The group has lobbied against the addition of dense housing in Manchester. The group has argued that the skyscrapers in the city centre of Manchester, which are set to house 100,000 people by 2025, reflect "outdated thinking that regards towers as symbols of success."

==SAVE's Buildings at Risk Register==
SAVE maintains an electronic register, first created in 1989, of over 1400 "Buildings at Risk" and publishes a print catalogue of the register annually. The BaR, as it is also known, includes information on threatened unlisted and Grade II listed buildings (outside London) throughout England, Scotland, and Wales. Buildings are considered to be at risk if they are under threat from demolition or neglect.

The register is continuously updated: newly identified 'at risk' buildings are added, while others are removed either after restoration or demolition. The register also summarises the development history of each building, detailing the progress of any restoration or other proposals.

==Publications==
Save Britain's Heritage has published many campaigning books and leaflets, including:
- The Concrete Jerusalem (1976),
- Elysian Gardens (1979),
- Vanishing London: A Catalogue of Decay (1979),
- The Fall of Zion (1980)
- Lost Houses of Scotland (1980)
- The Country House: To Be or Not To Be (1982)
- Estates Villages Who Cares? (1983)
- Crisis at Saltaire (1986)
- Pavilions in Peril (1987)
- Bright Future: The Reuse of Industrial Buildings (1990)
- Stop the Destruction of Bucklesbury (1992)
- Beacons of Learning (1995)
- Mind over Matter (1995)
- Silence in Court (2004)
- The Guildhall Testimonial (2006)
- The Big Saves: Heroic transformations of great landmarks (2016)
- Too good to lose: Historic schools at risk (2018)
- Canterbury Take Care! (2019)
- Departing Stores: Emporia at Risk (2022)

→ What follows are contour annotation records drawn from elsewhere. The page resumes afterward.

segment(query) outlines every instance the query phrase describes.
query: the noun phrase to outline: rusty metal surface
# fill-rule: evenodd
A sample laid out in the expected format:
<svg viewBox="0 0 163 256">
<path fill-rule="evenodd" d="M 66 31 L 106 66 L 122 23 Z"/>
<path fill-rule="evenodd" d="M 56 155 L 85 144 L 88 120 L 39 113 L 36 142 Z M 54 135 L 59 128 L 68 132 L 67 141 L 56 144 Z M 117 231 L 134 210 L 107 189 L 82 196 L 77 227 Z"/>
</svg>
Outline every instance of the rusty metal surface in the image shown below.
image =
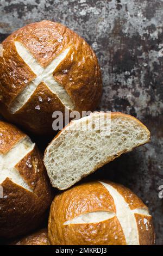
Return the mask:
<svg viewBox="0 0 163 256">
<path fill-rule="evenodd" d="M 163 43 L 162 0 L 0 0 L 0 41 L 27 23 L 63 23 L 92 46 L 103 73 L 99 109 L 142 121 L 152 141 L 93 174 L 130 187 L 149 206 L 156 244 L 163 244 Z"/>
</svg>

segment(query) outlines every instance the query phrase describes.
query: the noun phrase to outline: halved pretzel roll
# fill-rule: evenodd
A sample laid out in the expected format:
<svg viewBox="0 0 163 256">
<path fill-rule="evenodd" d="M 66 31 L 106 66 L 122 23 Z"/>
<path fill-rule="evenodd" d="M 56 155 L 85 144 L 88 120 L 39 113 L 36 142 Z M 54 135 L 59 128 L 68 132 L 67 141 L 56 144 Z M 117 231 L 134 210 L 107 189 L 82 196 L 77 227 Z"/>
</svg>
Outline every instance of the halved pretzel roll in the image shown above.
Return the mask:
<svg viewBox="0 0 163 256">
<path fill-rule="evenodd" d="M 149 131 L 136 118 L 95 112 L 64 128 L 47 148 L 43 161 L 52 185 L 62 190 L 149 139 Z"/>
</svg>

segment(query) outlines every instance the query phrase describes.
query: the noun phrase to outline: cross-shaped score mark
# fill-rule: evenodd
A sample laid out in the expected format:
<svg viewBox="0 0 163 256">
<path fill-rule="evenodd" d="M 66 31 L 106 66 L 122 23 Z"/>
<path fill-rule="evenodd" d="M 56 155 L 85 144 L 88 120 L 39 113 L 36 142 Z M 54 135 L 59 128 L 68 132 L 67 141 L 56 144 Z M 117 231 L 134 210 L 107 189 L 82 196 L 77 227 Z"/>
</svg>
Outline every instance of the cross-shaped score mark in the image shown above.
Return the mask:
<svg viewBox="0 0 163 256">
<path fill-rule="evenodd" d="M 8 178 L 14 183 L 32 192 L 15 166 L 34 149 L 34 146 L 35 144 L 26 137 L 5 155 L 0 154 L 0 184 Z M 29 168 L 32 167 L 29 162 L 26 162 L 26 164 Z"/>
<path fill-rule="evenodd" d="M 18 41 L 15 41 L 15 45 L 18 54 L 36 75 L 36 77 L 30 82 L 25 89 L 14 100 L 10 107 L 11 113 L 16 112 L 28 101 L 41 82 L 45 83 L 49 89 L 57 95 L 61 102 L 68 109 L 73 110 L 73 103 L 67 92 L 54 80 L 53 76 L 53 72 L 66 57 L 70 47 L 63 51 L 48 66 L 43 68 L 22 44 Z"/>
<path fill-rule="evenodd" d="M 98 223 L 106 221 L 116 216 L 118 218 L 126 238 L 127 245 L 139 245 L 137 224 L 135 217 L 135 214 L 143 215 L 145 216 L 151 216 L 148 211 L 146 209 L 136 209 L 131 210 L 124 198 L 112 186 L 99 181 L 108 191 L 113 198 L 116 208 L 116 214 L 104 211 L 84 214 L 68 220 L 64 225 L 71 224 L 85 224 Z M 146 219 L 144 219 L 146 220 Z M 144 221 L 145 224 L 147 224 Z"/>
</svg>

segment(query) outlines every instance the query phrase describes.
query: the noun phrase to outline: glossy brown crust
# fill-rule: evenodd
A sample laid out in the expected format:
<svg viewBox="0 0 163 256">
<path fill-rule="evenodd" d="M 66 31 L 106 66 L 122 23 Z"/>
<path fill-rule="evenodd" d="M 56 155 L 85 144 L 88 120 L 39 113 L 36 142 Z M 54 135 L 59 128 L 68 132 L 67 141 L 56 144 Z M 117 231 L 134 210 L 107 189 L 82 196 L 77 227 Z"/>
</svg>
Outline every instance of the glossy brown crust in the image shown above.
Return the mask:
<svg viewBox="0 0 163 256">
<path fill-rule="evenodd" d="M 26 135 L 14 125 L 0 121 L 0 154 L 6 154 Z"/>
<path fill-rule="evenodd" d="M 1 122 L 1 125 L 6 125 L 7 129 L 8 127 L 4 122 Z M 11 135 L 11 128 L 10 125 L 7 134 L 10 131 Z M 14 129 L 13 126 L 13 131 Z M 8 178 L 1 184 L 3 198 L 0 199 L 0 237 L 7 238 L 25 234 L 37 227 L 53 198 L 42 158 L 36 147 L 15 167 L 33 192 L 14 183 Z"/>
<path fill-rule="evenodd" d="M 109 181 L 104 182 L 114 186 L 129 204 L 134 200 L 133 209 L 147 208 L 143 202 L 128 188 L 126 188 L 126 188 L 123 186 Z M 76 186 L 56 196 L 51 205 L 48 221 L 48 237 L 51 244 L 126 245 L 123 229 L 116 216 L 98 223 L 63 224 L 66 221 L 81 214 L 100 210 L 110 211 L 116 215 L 116 205 L 112 197 L 106 188 L 97 181 Z M 140 216 L 142 219 L 146 218 L 143 215 L 137 215 Z M 136 214 L 135 217 L 140 243 L 154 244 L 154 231 L 152 217 L 147 217 L 147 219 L 150 219 L 151 225 L 149 227 L 149 224 L 147 234 L 147 230 L 139 230 L 139 222 L 137 221 Z"/>
<path fill-rule="evenodd" d="M 95 110 L 102 93 L 100 68 L 95 53 L 82 38 L 64 26 L 42 21 L 23 27 L 2 43 L 3 58 L 0 58 L 0 111 L 6 118 L 33 132 L 46 133 L 49 133 L 49 123 L 51 123 L 53 112 L 58 109 L 62 111 L 62 103 L 59 99 L 56 100 L 56 95 L 46 88 L 41 90 L 45 94 L 45 102 L 48 100 L 49 94 L 52 94 L 51 98 L 53 101 L 53 104 L 48 102 L 48 110 L 47 104 L 44 101 L 38 102 L 39 94 L 35 92 L 35 95 L 29 99 L 30 104 L 27 102 L 14 115 L 9 113 L 8 107 L 35 77 L 18 54 L 14 41 L 22 42 L 43 66 L 47 66 L 61 52 L 71 47 L 68 54 L 54 72 L 54 77 L 67 91 L 75 106 L 75 110 Z M 34 106 L 40 103 L 41 109 L 39 112 L 35 112 Z M 27 113 L 29 115 L 30 112 L 29 122 L 29 118 L 26 120 L 24 116 Z M 34 116 L 32 115 L 33 113 Z M 35 118 L 39 119 L 41 129 Z M 52 125 L 51 123 L 51 132 Z"/>
<path fill-rule="evenodd" d="M 17 240 L 11 245 L 49 245 L 47 229 L 42 229 L 22 239 Z"/>
<path fill-rule="evenodd" d="M 154 245 L 155 234 L 152 217 L 137 214 L 135 214 L 135 216 L 137 224 L 140 245 Z"/>
</svg>

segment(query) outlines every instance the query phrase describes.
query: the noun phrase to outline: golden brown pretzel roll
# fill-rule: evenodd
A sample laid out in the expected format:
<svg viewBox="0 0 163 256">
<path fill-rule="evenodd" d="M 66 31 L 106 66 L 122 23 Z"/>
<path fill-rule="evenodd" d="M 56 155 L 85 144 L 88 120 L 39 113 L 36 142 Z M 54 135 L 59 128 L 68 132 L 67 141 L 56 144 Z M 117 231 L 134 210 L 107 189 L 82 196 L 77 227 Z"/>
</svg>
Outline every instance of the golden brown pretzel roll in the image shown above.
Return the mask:
<svg viewBox="0 0 163 256">
<path fill-rule="evenodd" d="M 47 230 L 46 228 L 12 243 L 12 245 L 49 245 L 49 244 Z"/>
<path fill-rule="evenodd" d="M 94 110 L 102 92 L 95 53 L 76 33 L 49 21 L 28 25 L 3 42 L 1 112 L 37 133 L 52 131 L 52 113 Z"/>
<path fill-rule="evenodd" d="M 51 205 L 52 245 L 153 245 L 154 236 L 148 208 L 121 185 L 105 181 L 76 186 Z"/>
<path fill-rule="evenodd" d="M 0 121 L 0 237 L 38 226 L 52 200 L 52 188 L 35 143 Z"/>
</svg>

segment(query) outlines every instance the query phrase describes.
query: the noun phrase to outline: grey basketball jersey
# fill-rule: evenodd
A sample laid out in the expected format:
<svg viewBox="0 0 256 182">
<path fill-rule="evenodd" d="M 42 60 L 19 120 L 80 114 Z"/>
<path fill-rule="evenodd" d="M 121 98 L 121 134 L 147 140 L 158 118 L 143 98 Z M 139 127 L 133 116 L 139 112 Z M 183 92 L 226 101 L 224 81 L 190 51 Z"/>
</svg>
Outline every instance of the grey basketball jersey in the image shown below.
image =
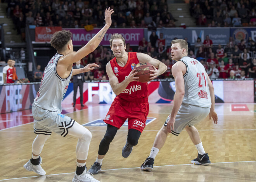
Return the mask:
<svg viewBox="0 0 256 182">
<path fill-rule="evenodd" d="M 60 58 L 63 55 L 57 53 L 45 68 L 43 74 L 41 84 L 34 104 L 41 108 L 51 111 L 61 112 L 61 101 L 67 92 L 73 70 L 68 77 L 62 79 L 58 75 L 56 66 Z"/>
<path fill-rule="evenodd" d="M 211 96 L 204 67 L 198 61 L 188 56 L 180 61 L 187 67 L 183 76 L 185 94 L 182 103 L 204 108 L 210 107 Z"/>
</svg>

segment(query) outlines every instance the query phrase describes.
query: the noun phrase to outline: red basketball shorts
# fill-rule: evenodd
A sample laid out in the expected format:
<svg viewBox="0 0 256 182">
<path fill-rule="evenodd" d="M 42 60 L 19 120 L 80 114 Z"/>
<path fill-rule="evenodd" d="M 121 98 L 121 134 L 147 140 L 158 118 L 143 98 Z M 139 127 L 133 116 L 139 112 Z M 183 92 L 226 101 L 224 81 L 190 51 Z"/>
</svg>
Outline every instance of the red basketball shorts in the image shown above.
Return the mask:
<svg viewBox="0 0 256 182">
<path fill-rule="evenodd" d="M 116 97 L 103 121 L 119 129 L 128 118 L 128 129 L 142 133 L 146 126 L 149 108 L 148 98 L 143 99 L 136 99 L 137 102 L 133 102 Z"/>
</svg>

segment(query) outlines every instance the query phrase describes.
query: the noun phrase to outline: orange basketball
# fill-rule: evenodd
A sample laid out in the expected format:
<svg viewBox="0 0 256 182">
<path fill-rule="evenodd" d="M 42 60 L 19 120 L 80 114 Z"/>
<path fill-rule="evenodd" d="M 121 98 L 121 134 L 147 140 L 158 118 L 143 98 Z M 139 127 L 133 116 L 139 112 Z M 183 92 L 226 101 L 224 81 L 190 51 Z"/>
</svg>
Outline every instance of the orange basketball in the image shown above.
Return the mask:
<svg viewBox="0 0 256 182">
<path fill-rule="evenodd" d="M 154 70 L 151 64 L 146 62 L 139 63 L 135 68 L 136 69 L 135 71 L 138 73 L 135 77 L 139 78 L 138 80 L 140 82 L 146 83 L 149 81 L 150 77 L 149 75 L 153 73 L 150 70 Z"/>
</svg>

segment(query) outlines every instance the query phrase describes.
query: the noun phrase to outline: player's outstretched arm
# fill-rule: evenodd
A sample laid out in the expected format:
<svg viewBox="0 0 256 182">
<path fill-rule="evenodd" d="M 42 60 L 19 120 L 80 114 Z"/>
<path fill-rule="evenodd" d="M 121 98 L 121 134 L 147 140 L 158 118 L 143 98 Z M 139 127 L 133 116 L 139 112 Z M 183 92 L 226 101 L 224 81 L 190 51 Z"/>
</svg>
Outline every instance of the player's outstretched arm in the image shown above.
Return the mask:
<svg viewBox="0 0 256 182">
<path fill-rule="evenodd" d="M 210 113 L 209 113 L 209 119 L 211 119 L 211 117 L 212 117 L 213 119 L 214 123 L 218 124 L 218 115 L 215 111 L 215 95 L 214 95 L 214 88 L 213 85 L 211 83 L 211 80 L 206 73 L 207 77 L 207 82 L 208 82 L 208 86 L 209 87 L 209 90 L 210 91 L 210 95 L 211 95 L 211 109 Z"/>
<path fill-rule="evenodd" d="M 114 74 L 110 63 L 109 62 L 106 66 L 107 74 L 109 80 L 109 83 L 112 88 L 113 92 L 117 95 L 120 94 L 128 86 L 129 83 L 133 81 L 138 81 L 138 77 L 135 77 L 137 72 L 135 71 L 135 69 L 133 69 L 127 77 L 123 82 L 119 83 L 118 78 Z"/>
<path fill-rule="evenodd" d="M 111 15 L 114 12 L 112 9 L 109 8 L 105 11 L 106 24 L 104 27 L 88 43 L 77 52 L 73 52 L 67 54 L 61 60 L 67 65 L 70 65 L 78 61 L 81 60 L 98 47 L 104 37 L 104 36 L 110 27 L 112 23 Z"/>
<path fill-rule="evenodd" d="M 167 66 L 160 61 L 151 58 L 147 54 L 137 53 L 137 58 L 140 62 L 149 63 L 153 66 L 154 70 L 150 70 L 152 74 L 150 75 L 150 81 L 155 79 L 157 77 L 162 75 L 167 70 Z M 156 69 L 156 68 L 158 68 Z"/>
<path fill-rule="evenodd" d="M 72 76 L 74 76 L 77 74 L 81 73 L 82 73 L 88 72 L 89 71 L 94 70 L 95 67 L 99 66 L 97 64 L 92 63 L 88 64 L 82 68 L 73 69 L 73 72 L 72 72 Z"/>
</svg>

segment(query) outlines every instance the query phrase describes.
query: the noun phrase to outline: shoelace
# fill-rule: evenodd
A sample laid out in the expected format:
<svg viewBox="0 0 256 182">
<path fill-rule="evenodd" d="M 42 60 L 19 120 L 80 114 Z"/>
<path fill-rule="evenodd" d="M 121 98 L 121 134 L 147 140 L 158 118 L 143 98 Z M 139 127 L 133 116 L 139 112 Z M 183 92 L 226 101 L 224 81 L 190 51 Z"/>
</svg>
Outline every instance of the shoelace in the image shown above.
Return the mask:
<svg viewBox="0 0 256 182">
<path fill-rule="evenodd" d="M 95 164 L 93 163 L 93 164 L 91 166 L 91 167 L 92 167 L 92 169 L 95 169 L 97 167 L 98 167 L 98 165 L 97 165 L 97 164 Z"/>
</svg>

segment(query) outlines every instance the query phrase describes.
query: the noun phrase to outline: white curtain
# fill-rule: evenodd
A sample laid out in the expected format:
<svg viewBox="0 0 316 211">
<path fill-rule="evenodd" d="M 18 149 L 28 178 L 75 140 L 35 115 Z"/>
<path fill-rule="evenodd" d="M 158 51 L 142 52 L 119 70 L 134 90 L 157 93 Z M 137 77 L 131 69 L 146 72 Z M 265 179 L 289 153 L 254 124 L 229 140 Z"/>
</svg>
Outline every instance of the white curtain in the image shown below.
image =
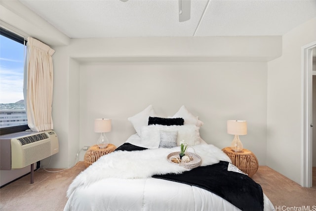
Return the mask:
<svg viewBox="0 0 316 211">
<path fill-rule="evenodd" d="M 26 111 L 28 125 L 34 131 L 53 129 L 51 116 L 55 50 L 28 38 L 26 67 Z"/>
</svg>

These publications advocate the preservation and reuse of, amongst other things, nonconformist chapels, redundant Anglican churches, Victorian mental hospitals, country houses, gardens and outbuildings, and industrial buildings.

SAVE also publishes an action guide, to assist campaigners with setting up their own groups to advocate the case for particular buildings. An exhibition highlighting the first 30 years of its work was held at the Victoria and Albert Museum in 2005.